Although improvements were made in printers, they remained what they had always been: impact printers, so named because they operated much like a typewriter bringing an ink ribbon into direct contact with paper. Examples of these types of printers included dot matrix, daisywheel, and ball printers.
Impact printers were adequate for printing reports consisting of numbers, letters, and basic graphs. Users did, however, have to deal with a number of operational issues such as slow print speeds, ink ribbons slipping or wearing out, mechanical jams, and aggravatingly loud noises whenever these devices were in operation.
As computer use became more commonplace, both in the workplace and at home, powerful programs were created that included complex charts, diagrams, and even photographic images. It was time for a better printer.
Computer manufacturers were soon experimenting with ways to increase print speeds and improve image quality. Some of their initial ideas involved non-impact devices that utilized heat and electrical phototypesetting.
In 1960, the XEROX corporation released its 914 plain paper photocopier. It was an immense success, capable of copying originals that fit at or within the 9-inch by 14-inch window (hence the name) and printing out an impressive seven copies per minute.
The 914-copier operated in a surprisingly simple manner: a cathode ray tube (CRT) would shine a bright light onto a mirror that reflected the image of an original document onto a photosensitive rotating drum creating a negatively charged image on the drum. As the drum rotated through the toner tray it would attract positively charged toner particles as it passed.
A piece of paper, simultaneously fed under the drum, would receive the positively charged toner particles from the drum, creating a copy of the original document. The copy would then pass through a ceramic fusing element to melt the toner onto the paper and an exact replica of the original document would roll out of the machine.
914s were soon operating in offices everywhere. During its 17-year production, according to Fortune Magazine, the 914, measured by return on investment, is “the most successful product ever marketed in America.” A model of the 914, number 517, rests in the Smithsonian Institution in Washington, D.C.
Man with a Plan
In 1967, Gary Starkweather, a XEROX engineer was toiling away in the company’s research facility in upstate New York. While tinkering with the 914, he decided to remove the CRT and the original document and instead use a laser, modulated by a computer, to scan the image on a computer screen directly onto the rotating drum.

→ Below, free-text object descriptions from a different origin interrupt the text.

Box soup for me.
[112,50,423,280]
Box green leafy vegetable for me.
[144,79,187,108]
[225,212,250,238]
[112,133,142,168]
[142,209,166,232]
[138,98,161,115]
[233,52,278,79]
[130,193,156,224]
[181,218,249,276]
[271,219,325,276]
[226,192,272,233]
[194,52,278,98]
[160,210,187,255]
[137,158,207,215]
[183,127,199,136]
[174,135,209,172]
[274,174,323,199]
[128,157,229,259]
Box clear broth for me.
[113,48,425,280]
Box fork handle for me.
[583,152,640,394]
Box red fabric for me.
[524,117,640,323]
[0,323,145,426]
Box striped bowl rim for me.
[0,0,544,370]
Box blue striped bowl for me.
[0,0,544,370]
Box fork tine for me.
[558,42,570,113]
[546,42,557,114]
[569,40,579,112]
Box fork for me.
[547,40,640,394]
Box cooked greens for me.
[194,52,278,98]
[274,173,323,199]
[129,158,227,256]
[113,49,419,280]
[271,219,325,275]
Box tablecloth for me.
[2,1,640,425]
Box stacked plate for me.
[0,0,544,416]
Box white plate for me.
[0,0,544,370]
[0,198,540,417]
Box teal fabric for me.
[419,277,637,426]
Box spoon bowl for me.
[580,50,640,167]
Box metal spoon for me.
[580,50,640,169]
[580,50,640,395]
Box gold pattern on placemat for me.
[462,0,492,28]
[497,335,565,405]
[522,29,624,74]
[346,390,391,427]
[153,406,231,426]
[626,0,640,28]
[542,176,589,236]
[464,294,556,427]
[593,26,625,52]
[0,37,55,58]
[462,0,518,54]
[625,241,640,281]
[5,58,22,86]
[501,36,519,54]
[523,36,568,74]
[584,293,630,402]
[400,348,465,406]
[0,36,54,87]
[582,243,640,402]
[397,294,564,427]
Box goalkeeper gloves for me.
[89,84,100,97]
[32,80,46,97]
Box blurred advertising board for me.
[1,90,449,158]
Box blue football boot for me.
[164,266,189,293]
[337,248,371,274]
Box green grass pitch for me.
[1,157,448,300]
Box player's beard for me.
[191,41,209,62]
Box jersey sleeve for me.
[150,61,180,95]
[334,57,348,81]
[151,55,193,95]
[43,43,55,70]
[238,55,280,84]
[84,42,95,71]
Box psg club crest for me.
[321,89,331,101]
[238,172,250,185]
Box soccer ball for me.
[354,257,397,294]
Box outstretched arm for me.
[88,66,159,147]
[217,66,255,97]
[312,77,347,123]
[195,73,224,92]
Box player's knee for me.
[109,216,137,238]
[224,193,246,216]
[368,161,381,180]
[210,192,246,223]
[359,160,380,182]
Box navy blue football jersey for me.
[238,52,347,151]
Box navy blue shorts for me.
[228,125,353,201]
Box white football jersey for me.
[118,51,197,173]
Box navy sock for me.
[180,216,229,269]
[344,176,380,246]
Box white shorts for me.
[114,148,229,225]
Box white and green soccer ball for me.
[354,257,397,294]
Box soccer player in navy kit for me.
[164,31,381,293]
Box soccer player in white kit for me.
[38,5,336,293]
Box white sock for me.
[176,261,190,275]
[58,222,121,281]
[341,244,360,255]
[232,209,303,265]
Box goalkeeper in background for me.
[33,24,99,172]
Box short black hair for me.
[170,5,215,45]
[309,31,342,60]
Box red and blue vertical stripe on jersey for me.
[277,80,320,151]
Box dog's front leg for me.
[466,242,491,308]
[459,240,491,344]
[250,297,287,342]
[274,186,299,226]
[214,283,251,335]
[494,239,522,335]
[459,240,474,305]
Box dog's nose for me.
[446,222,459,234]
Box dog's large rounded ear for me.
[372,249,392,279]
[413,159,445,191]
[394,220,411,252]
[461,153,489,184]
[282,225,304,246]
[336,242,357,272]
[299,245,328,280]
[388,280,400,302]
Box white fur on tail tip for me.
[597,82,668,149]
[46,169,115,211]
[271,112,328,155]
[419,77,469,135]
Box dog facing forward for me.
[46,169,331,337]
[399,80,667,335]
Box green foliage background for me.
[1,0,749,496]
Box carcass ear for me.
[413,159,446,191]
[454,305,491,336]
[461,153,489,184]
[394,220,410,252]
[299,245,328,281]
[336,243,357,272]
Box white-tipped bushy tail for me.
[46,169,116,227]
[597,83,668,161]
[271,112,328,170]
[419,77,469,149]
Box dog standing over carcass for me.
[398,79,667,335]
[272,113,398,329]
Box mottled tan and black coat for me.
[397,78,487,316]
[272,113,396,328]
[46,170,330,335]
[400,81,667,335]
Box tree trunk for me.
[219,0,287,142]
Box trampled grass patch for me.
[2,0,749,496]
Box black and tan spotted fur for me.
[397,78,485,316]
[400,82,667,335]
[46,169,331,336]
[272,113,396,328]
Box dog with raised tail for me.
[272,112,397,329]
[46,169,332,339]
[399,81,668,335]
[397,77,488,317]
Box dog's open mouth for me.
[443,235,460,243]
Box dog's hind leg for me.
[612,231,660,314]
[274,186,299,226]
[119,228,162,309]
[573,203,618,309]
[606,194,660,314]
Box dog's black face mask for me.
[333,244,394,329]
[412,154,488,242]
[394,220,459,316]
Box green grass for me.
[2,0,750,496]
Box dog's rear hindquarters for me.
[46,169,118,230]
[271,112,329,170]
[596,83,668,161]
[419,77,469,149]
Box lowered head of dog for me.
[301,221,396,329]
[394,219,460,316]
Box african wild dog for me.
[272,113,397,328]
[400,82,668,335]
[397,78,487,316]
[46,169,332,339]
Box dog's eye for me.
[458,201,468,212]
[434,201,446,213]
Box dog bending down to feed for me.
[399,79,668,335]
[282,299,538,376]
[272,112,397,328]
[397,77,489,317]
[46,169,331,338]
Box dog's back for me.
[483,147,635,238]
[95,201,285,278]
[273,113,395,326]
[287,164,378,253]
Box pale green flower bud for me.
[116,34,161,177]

Starkweather's idea worked. He created a copy without using a physical original and, in the process, created a new output device for computers. Starkweather immediately approached his superiors about his breakthrough and requested additional resources to further develop it.
Somewhat surprisingly, the higher-ups didn’t view Starkweather’s project as a breakthrough. They reminded him that XEROX made copiers and ordered him to work on projects related to copiers.
For three months, Starkweather continued working in secret attempting to refine his prototype. When regional management became aware of his actions they threatened termination if he didn’t stop and get back to work on copiers. Unwilling to lose his job, Starkweather reluctantly set his project aside.
Shortly afterward, while reading a company newsletter, he learned that XEROX was establishing an additional research center in Palo Alto, Calif. The sole purpose of the new facility would be to develop devices that would operate in “The Office of the Future.”
Starkweather quickly wrangled a visit to the new Palo Alto Research Center (PARC) and convinced its managers to let him join the team. He arrived in Palo Alto in 1971 and, nine months later — to the great delight of PARC management — had a working laser printer.
Sell No, We Won't Go (to Market)
Once again, however, XEROX refused to market Starkweather’s laser printer. The company had been dabbling in electronic printing and sales and marketing teams were busy selling the impressive new 3600 Optical Character printer.
One year later, management did give PARC permission to ship out two Xerox Graphics Printers (GP) for trial use. One model was sent to the Stanford Research Center, while the other went to the Artificial Intelligence Lab at MIT.
The GP printed 180 dots per inch on a roll of 8.5-inch paper that the machine would cut into single pages during operation. While no GPs were ever sold, Stanford and MIT both reported being highly satisfied with the machines.
By 1976, Starkweather and his PARC colleagues created an improved laser printer, the XEROX Dover, able to print 2 pages per second at 300 dots per inch (dpi). PARC built 35 copies of the Dover, but XEROX again refused to market them, permitting them to only be given to universities.
Never Say Never
Finally, by the end of 1976, XEROX managment realized that the company needed to start selling laser printers when IBM began marketing the IBM 3800. XEROX would soon counter with the powerful XEROX 9700 laser printer that printed 300 dpi and up to two pages per second on cut-sheet paper.
As other companies like Hewlett Packard and Ricoh began manufacturing printers, new printer models improved dramatically, becoming much faster while simultaneously dropping in price and decreasing in size.
Laser printers have since become ubiquitous in most businesses and in many homes. These machines are now reasonably inexpensive and capable of printing up to 100 pages per minute at 600 – 1200 dpi. All because of Gary Starkweather (who died in 2019, at age 81) — a determined visionary who refused to give up on his idea.